In tech, the dirty laundry of mental health issues, depression and addiction are kept under wraps. Suicides are not spoken of beyond the initial reports. Failed companies just fade away, to be reincarnated as something newer and grander.
The obsession with garnering public support for every trivial action is where Hollywood differs from Silicon Valley. Upset victories are what make watching award shows thrilling. From the announcing of the nominations to the opening of the envelope, people become emotionally invested. If their favorite movie or actress does not win, their taste is being rejected by the Academy.
Failure to win a start-up award is scarcely even relevant. And when a startup cocks up badly, as numerous blogs have recently pointed out, they apologise. Blogs fan the flames and, after an appropriate pitchforking period, permit a satisfactory end to the scandal.
When the Crunchies were announced, advocates of the different platforms were able to vote every day. For a few months, the Crunchies were artificially relevant because many of the companies asked their users to vote for them, on a consistent basis. But at the end of the day, every user is a winner, because chances are everyone uses at least 50 per cent of the winners.
And people will tweet and share the company profiles as written about on the various blogs. In the same vein as Yoel Roth’s comments about Yelp reviews the other day, the Crunchies suffer from regression artifacts. People feel that they are part of making a decision, which makes them care about it, but they are happy with whoever wins, because it means a member of their ecosystem succeeded.

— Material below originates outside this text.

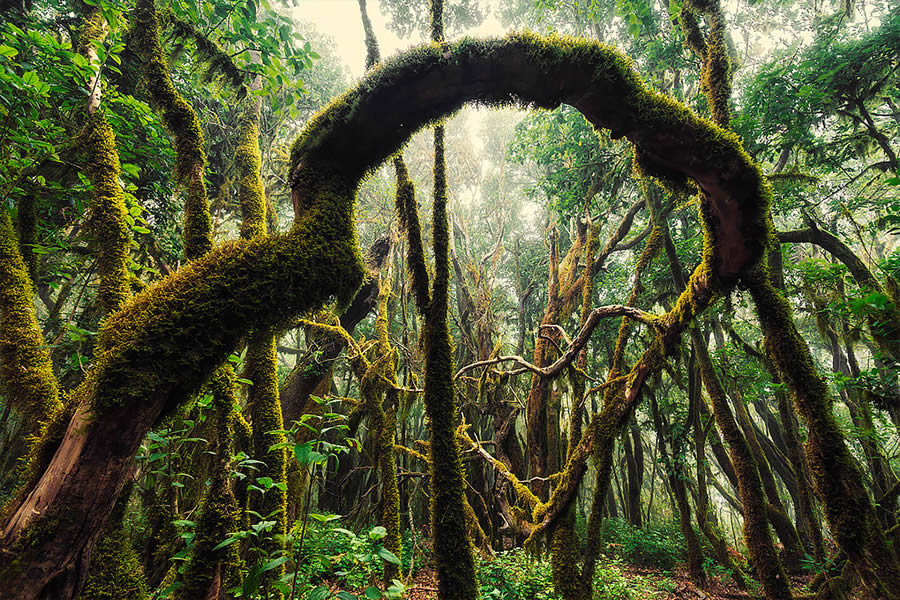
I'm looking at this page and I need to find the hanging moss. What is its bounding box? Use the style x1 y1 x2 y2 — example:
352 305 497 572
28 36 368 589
132 0 212 260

The Founder’s Fund, through their TechFellow Award, is trying to make individuals in the Silicon Valley truly judged by their peers and recognised for their achievements. But their mistake is they don’t understand narrative. They’re unable to get people excited about the winners, because their copy suggests they don’t truly understand who the winners are. The proffered bios appear like unformatted versions of résumés.
The Academy Awards, like every other entertainment awards show, is itself a production number designed to entertain. From the red carpet with dresses like Angelina Jolie or characters like Sasha Baron Cohen, the viewer is transfixed on the event, wondering what will happen next.
It is laughable that anyone in Silicon Valley would be audacious enough to think they could “kill” Hollywood with games like Angry Birds when Silicon Valley is so entirely inept at fostering its own mythology.